A report in the Globe and Mail shows the average Canadian home now costs slightly more than a year ago, at $375,810. According to figures from the Canadian Real Estate Association, prices are 0.9% higher than a year ago, and prices are up in 80% of markets throughout the country.
The price rise is not exactly substantial, but economists are still worried about the possibility of a correction in the housing market, especially in markets where prices are continuing to rise rapidly. Mark Carney, the governor of the Bank of Canada has already warned that household debt is the main domestic risk to the economy.
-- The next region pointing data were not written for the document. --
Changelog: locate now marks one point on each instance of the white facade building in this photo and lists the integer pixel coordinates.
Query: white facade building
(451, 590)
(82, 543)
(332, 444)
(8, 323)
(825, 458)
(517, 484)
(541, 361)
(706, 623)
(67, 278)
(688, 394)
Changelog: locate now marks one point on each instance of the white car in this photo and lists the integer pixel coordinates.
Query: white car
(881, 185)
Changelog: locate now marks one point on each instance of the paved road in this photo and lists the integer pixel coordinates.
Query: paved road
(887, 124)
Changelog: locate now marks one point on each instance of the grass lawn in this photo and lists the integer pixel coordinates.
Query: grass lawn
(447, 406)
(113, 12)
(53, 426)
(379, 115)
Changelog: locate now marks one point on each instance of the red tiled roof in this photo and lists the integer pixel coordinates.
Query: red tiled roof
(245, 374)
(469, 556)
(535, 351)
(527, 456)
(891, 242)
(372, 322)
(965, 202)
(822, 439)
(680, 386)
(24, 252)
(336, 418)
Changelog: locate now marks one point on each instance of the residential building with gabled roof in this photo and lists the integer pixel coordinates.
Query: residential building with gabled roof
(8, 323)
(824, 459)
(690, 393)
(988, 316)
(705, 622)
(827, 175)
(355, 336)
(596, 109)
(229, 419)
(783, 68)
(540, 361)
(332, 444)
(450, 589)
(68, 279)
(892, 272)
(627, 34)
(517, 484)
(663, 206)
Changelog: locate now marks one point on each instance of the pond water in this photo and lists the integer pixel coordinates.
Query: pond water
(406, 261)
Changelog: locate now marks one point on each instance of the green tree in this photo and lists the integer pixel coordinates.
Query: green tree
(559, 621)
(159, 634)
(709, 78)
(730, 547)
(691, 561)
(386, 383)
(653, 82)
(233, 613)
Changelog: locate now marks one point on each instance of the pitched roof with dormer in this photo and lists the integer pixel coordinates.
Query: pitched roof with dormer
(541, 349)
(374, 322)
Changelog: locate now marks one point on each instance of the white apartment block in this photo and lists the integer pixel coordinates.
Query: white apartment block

In Vancouver, the property market is cooling down rapidly, and there is downward pressure on prices. If Vancouver is taken out of the equation then property prices are 4.9% up on a year ago. However prices in Toronto are still increasing at a rapid pace, and if Toronto is taken out of the equation then prices would have actually declined by 2.2% over the past year. Taking out both of these major cities then prices would show a 3.1% increase.
Toronto isn't the only city where prices are still increasing, as prices in Newfoundland and Labrador are up by 12%, by 9.4% in Regina, by 9% in Saguenay, and by 8.5% in Thunder Bay. In comparison prices in Victoria are down by 3.6%, and prices are down by 3.2% in Saint John, by 1.9% in Vancouver, by 1.4% in Fraser Valley, and by 0.2% in Sherbrooke in Québec.
Although the average cost only increased slightly, sales in April were 11.5% higher than the same month a year ago, although this is thought to be partially due to the fact that new mortgage rules were introduced in April 2011. Some 157,804 homes have been sold in Canada so far this year, and this is an increase of 6.4% compared to the same period last year.